Participants in the trial received either a daily oral dose of a probiotic cocktail (containing Lacticaseibacillus rhamnosus, Lactobacillus acidophilus, Lactiplantibacillus plantarum, and Enterococcus faecium) or placebo for 12 weeks. When scientists analyzed stool samples before and after, they observed that those taking the probiotic showed enrichment of bacterial groups associated with beneficial gut effects, such as the families Odoribacteraceae and Enterococcaceae, and notably increased levels of the species Blautia faecicola. Odoribacteraceae are known for their potential bile-acid-transforming capacity and may support gut resilience, while Enterococcus faecium, one of the probiotic strains, can thrive in the gut and potentially help crowd out harmful microbes.

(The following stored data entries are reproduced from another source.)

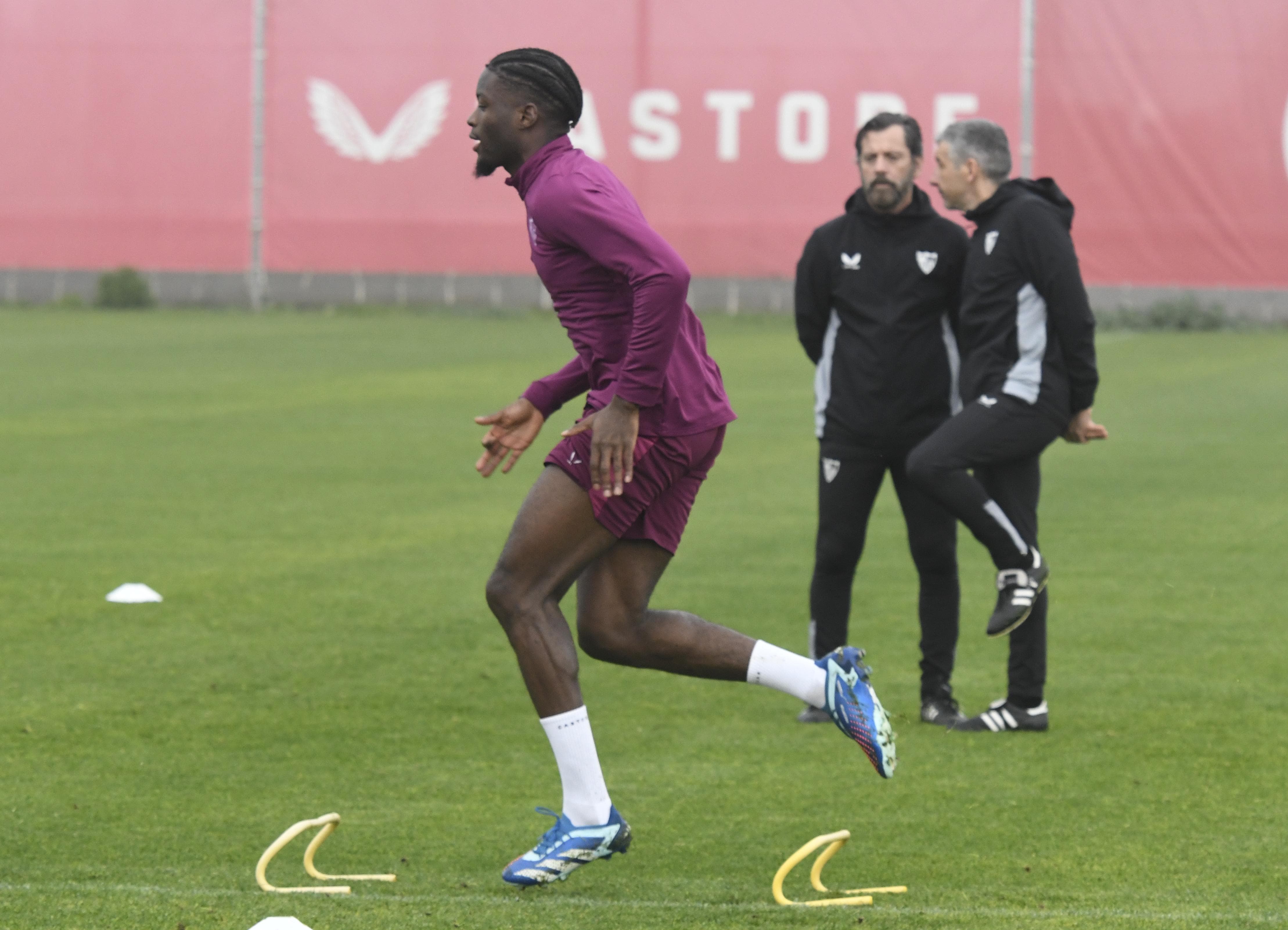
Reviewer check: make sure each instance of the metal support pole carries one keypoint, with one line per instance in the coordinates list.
(1028, 33)
(256, 274)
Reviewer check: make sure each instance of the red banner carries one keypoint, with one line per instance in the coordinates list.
(127, 134)
(129, 127)
(733, 125)
(1166, 124)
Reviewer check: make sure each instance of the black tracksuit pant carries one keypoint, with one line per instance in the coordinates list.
(848, 485)
(1001, 442)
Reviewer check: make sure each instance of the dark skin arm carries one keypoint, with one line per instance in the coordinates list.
(612, 445)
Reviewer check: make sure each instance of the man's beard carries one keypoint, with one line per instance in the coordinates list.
(885, 195)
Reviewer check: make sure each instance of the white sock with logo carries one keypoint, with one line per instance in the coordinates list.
(789, 673)
(587, 801)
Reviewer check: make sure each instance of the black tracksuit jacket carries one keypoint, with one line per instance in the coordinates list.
(876, 304)
(1026, 328)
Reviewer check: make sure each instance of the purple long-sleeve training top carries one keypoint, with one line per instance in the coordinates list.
(620, 292)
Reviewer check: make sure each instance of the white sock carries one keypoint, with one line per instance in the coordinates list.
(587, 801)
(789, 673)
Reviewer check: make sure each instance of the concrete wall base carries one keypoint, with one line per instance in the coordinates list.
(525, 292)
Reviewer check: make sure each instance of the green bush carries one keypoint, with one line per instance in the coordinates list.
(1183, 313)
(124, 288)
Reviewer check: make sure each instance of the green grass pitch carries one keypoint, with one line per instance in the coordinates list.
(299, 487)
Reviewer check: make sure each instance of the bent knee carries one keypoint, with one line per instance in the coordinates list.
(936, 560)
(618, 643)
(923, 464)
(508, 596)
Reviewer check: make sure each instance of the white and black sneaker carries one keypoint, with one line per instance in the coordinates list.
(1017, 590)
(942, 711)
(1003, 717)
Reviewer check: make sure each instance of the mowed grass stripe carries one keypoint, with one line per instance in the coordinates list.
(575, 902)
(301, 490)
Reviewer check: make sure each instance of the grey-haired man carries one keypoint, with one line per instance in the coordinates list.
(1028, 377)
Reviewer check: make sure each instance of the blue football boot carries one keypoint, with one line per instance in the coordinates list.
(565, 847)
(856, 709)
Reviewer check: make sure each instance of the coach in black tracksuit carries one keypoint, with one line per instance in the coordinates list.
(1028, 377)
(876, 298)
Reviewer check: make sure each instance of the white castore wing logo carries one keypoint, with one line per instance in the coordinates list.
(342, 125)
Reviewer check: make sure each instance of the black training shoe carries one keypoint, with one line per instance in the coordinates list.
(1017, 590)
(1003, 717)
(942, 711)
(813, 715)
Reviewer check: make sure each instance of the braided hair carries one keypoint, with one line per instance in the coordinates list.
(548, 78)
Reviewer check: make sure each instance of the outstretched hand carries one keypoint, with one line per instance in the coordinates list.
(612, 445)
(1082, 429)
(513, 431)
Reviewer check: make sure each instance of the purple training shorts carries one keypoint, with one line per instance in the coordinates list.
(656, 505)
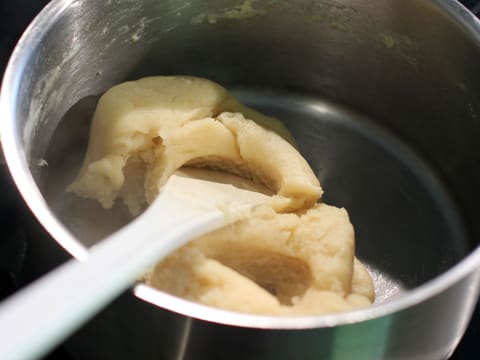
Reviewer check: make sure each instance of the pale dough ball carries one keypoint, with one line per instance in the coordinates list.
(166, 122)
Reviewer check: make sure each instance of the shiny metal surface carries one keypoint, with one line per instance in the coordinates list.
(385, 108)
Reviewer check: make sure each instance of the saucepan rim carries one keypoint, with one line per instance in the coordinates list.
(17, 163)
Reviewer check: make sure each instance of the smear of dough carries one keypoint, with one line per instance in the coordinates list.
(163, 123)
(276, 264)
(293, 256)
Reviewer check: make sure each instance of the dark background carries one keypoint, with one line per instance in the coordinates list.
(19, 226)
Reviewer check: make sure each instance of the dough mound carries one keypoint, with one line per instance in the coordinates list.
(292, 256)
(142, 131)
(271, 263)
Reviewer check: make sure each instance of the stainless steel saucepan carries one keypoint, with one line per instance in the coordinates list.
(383, 98)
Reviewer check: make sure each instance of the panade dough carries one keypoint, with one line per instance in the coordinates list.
(167, 122)
(275, 264)
(292, 256)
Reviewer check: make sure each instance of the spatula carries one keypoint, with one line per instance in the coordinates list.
(192, 203)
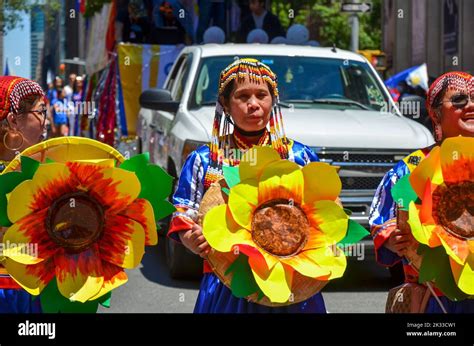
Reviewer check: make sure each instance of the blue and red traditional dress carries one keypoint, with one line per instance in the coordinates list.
(214, 296)
(383, 221)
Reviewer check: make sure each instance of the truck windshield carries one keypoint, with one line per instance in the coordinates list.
(303, 82)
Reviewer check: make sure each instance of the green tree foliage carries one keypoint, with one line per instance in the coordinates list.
(328, 24)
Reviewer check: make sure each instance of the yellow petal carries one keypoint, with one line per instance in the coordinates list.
(422, 234)
(321, 181)
(221, 232)
(329, 258)
(281, 179)
(20, 200)
(254, 161)
(78, 275)
(19, 247)
(110, 163)
(134, 248)
(243, 199)
(464, 274)
(453, 252)
(29, 282)
(22, 197)
(470, 243)
(305, 264)
(276, 286)
(111, 283)
(330, 219)
(428, 169)
(316, 239)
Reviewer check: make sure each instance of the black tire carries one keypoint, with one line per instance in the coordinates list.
(182, 263)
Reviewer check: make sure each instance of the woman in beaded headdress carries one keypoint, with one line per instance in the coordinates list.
(247, 114)
(22, 124)
(450, 103)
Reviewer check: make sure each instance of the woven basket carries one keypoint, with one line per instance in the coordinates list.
(302, 287)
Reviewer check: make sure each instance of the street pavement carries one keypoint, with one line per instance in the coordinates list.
(363, 289)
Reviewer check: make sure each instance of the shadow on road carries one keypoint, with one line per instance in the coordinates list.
(155, 268)
(363, 276)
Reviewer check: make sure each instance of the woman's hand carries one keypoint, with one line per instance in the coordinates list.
(194, 240)
(400, 241)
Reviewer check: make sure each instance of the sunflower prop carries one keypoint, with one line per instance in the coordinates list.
(439, 198)
(276, 230)
(78, 214)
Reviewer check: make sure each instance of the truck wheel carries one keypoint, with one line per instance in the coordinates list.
(182, 263)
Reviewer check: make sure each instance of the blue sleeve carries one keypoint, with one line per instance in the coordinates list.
(382, 217)
(189, 192)
(302, 154)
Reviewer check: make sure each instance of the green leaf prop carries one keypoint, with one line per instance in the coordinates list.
(403, 193)
(435, 267)
(355, 233)
(231, 175)
(52, 301)
(243, 282)
(347, 211)
(156, 184)
(9, 181)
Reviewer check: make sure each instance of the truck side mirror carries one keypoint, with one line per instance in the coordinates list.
(158, 99)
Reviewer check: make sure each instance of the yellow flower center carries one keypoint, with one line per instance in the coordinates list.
(75, 221)
(454, 209)
(280, 228)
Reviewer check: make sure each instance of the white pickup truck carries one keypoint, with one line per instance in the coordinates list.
(332, 100)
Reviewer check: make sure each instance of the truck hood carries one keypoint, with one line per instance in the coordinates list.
(343, 128)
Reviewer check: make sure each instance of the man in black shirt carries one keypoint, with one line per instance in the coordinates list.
(260, 18)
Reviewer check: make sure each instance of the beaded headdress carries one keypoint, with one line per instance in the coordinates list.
(256, 72)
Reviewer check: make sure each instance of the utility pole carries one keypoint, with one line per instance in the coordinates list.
(354, 20)
(354, 7)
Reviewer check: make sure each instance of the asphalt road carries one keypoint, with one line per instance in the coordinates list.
(363, 289)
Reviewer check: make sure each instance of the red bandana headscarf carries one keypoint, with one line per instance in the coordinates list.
(13, 90)
(461, 81)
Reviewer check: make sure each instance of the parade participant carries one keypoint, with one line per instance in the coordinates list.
(247, 98)
(22, 124)
(450, 105)
(260, 18)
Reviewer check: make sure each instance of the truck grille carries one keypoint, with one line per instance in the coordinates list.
(360, 183)
(361, 169)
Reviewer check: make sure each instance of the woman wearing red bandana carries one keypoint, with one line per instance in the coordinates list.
(450, 104)
(22, 124)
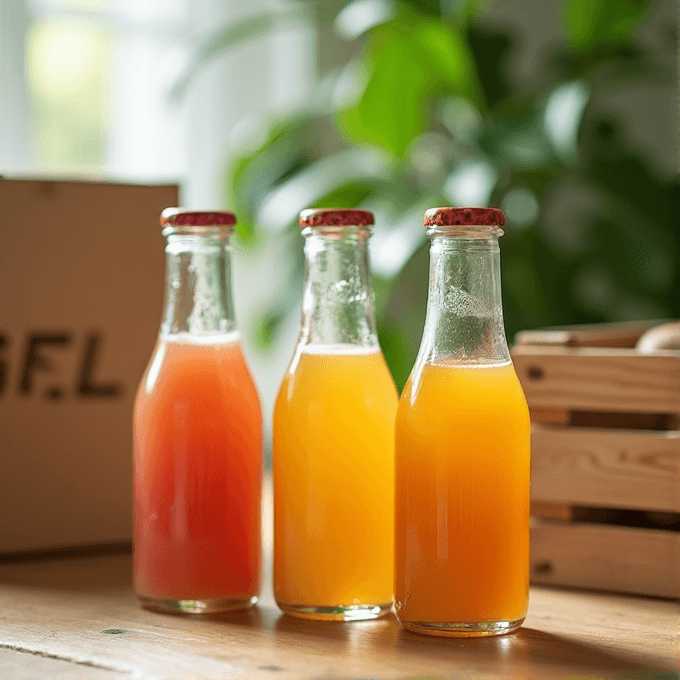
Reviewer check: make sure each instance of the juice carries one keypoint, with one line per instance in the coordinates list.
(462, 496)
(198, 448)
(334, 481)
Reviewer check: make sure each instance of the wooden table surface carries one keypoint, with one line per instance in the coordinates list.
(78, 618)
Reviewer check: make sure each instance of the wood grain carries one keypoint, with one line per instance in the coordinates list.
(83, 613)
(598, 379)
(644, 561)
(634, 469)
(592, 335)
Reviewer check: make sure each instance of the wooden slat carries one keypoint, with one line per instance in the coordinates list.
(599, 379)
(642, 561)
(634, 469)
(593, 335)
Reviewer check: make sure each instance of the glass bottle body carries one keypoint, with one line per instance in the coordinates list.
(198, 444)
(333, 441)
(463, 455)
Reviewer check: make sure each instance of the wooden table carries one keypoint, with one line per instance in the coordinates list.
(78, 618)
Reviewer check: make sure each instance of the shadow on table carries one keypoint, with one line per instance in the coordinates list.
(527, 648)
(536, 649)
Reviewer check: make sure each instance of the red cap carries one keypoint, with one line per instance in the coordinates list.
(184, 217)
(335, 217)
(482, 217)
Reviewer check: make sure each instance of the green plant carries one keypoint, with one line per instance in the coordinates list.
(422, 113)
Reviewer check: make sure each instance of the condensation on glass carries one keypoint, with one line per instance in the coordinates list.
(462, 446)
(333, 437)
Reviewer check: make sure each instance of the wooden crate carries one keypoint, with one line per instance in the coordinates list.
(605, 460)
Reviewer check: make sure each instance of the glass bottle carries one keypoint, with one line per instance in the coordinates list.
(462, 447)
(197, 435)
(333, 437)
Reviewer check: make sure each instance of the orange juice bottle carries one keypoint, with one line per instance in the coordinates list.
(462, 447)
(333, 437)
(197, 436)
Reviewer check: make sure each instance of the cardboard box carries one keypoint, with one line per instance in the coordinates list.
(81, 290)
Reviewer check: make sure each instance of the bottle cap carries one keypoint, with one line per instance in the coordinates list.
(477, 217)
(335, 217)
(185, 217)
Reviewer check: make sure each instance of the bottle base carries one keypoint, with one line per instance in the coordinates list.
(213, 605)
(463, 629)
(360, 612)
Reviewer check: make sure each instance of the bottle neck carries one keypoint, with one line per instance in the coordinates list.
(198, 285)
(464, 320)
(337, 305)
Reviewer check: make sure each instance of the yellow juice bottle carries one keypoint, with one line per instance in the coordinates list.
(463, 447)
(333, 439)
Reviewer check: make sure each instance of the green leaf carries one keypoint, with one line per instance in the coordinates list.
(390, 113)
(590, 23)
(444, 52)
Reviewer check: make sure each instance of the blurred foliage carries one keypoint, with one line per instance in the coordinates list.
(421, 112)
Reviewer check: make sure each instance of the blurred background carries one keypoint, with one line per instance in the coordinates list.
(563, 113)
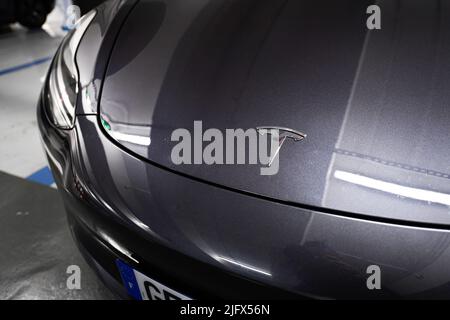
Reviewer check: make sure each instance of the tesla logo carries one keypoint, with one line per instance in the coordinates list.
(283, 135)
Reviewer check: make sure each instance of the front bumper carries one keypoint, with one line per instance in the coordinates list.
(209, 242)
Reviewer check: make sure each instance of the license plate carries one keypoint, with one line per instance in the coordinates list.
(142, 287)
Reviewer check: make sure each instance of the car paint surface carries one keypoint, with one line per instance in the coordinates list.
(373, 105)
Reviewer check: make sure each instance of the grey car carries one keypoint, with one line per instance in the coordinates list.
(359, 208)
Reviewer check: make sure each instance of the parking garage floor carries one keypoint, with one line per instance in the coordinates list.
(36, 247)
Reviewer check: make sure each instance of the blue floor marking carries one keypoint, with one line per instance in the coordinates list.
(43, 176)
(24, 66)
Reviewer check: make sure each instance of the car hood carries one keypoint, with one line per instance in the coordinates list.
(374, 104)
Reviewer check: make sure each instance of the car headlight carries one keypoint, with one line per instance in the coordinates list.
(63, 84)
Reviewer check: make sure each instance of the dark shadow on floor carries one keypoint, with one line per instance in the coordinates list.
(36, 246)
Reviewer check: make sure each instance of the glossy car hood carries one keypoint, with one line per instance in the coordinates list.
(374, 104)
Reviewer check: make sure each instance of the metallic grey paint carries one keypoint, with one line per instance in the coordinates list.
(374, 105)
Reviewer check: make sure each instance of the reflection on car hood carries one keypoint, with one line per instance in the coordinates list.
(373, 103)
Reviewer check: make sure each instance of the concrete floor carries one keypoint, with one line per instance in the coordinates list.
(35, 243)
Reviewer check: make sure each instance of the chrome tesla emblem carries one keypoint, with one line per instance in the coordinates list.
(283, 134)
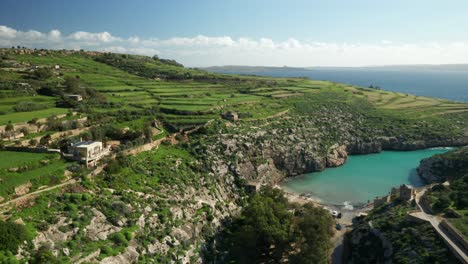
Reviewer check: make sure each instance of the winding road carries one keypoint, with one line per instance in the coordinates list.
(435, 221)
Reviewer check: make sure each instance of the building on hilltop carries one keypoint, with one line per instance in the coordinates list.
(75, 97)
(88, 152)
(231, 116)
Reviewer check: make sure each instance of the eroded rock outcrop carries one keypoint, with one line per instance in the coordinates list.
(438, 167)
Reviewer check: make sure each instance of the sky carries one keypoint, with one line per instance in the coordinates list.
(202, 33)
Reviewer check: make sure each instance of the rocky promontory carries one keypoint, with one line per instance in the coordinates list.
(442, 167)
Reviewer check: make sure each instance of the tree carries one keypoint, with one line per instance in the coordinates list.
(33, 142)
(9, 126)
(268, 232)
(72, 85)
(313, 232)
(44, 255)
(11, 236)
(42, 73)
(45, 140)
(263, 230)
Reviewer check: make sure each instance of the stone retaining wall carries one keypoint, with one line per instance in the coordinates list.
(455, 234)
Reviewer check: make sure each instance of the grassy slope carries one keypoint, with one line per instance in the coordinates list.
(31, 169)
(189, 102)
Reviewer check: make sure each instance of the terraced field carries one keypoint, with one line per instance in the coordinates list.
(416, 106)
(187, 103)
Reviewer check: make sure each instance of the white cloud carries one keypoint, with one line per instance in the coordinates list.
(224, 50)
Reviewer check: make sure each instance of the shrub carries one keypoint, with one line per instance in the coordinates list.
(11, 236)
(42, 73)
(106, 250)
(119, 239)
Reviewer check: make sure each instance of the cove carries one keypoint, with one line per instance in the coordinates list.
(362, 177)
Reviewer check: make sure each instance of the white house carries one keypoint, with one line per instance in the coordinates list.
(88, 152)
(75, 97)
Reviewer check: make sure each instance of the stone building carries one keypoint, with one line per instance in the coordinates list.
(88, 152)
(231, 116)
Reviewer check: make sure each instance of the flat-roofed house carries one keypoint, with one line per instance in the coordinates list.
(88, 152)
(75, 97)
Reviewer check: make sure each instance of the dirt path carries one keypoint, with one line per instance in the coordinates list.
(435, 221)
(35, 193)
(27, 196)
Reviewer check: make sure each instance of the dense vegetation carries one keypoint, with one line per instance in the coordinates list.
(270, 229)
(165, 203)
(408, 241)
(451, 200)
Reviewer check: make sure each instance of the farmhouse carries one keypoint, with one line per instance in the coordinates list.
(232, 116)
(88, 152)
(75, 97)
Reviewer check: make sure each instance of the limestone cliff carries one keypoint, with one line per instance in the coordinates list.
(438, 168)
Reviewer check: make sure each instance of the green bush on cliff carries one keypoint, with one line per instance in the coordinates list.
(12, 235)
(267, 230)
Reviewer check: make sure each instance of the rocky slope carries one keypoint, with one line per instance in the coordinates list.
(268, 151)
(440, 168)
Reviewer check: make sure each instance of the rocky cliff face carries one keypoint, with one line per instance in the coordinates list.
(440, 168)
(272, 150)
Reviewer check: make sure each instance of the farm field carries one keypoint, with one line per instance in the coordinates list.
(17, 168)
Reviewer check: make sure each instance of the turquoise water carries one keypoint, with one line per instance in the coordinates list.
(362, 177)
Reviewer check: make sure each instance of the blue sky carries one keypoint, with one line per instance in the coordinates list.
(343, 28)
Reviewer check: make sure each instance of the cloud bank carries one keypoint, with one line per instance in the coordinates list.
(208, 51)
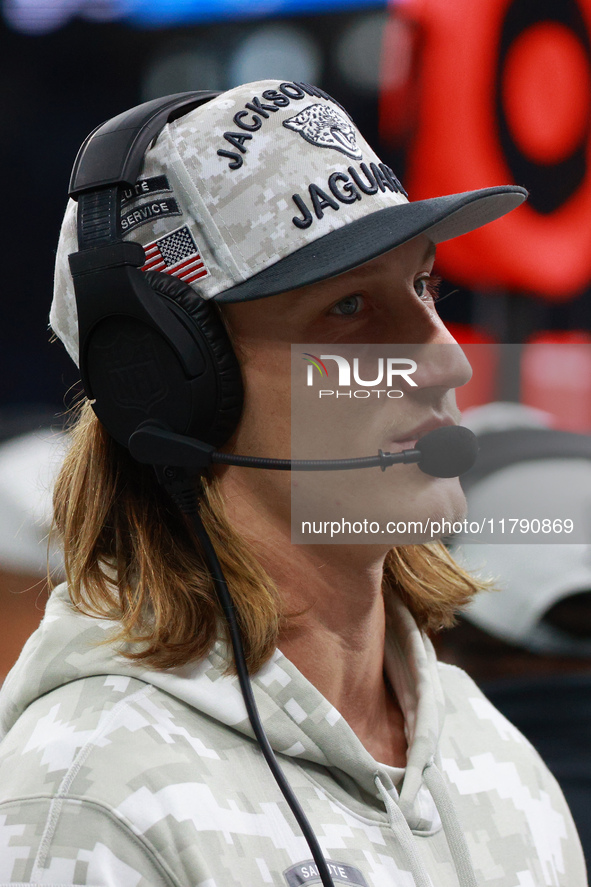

Importantly, this shift in microbial profile occurred without broad changes in overall gut diversity, suggesting the probiotic selectively boosted certain taxa rather than causing wholesale disruption. On the host side, probiotic-treated participants experienced reductions in systemic inflammatory markers like TNF-α, hinting that microbial modulation may dampen inflammatory signaling. There were also improvements in some Parkinson’s motor and non-motor symptoms, possibly linking enhanced gut function—especially relief of constipation—to better medication absorption and overall wellbeing.
For the science-curious reader, this study illustrates how targeted probiotic interventions can reshape specific components of the gut microbiome in a clinical population and impact systemic biology beyond digestion. It echoes a broader theme in microbiome research: that select microbial taxa and their metabolites are powerful mediators of host physiology, especially in conditions where the gut-brain axis plays a key role.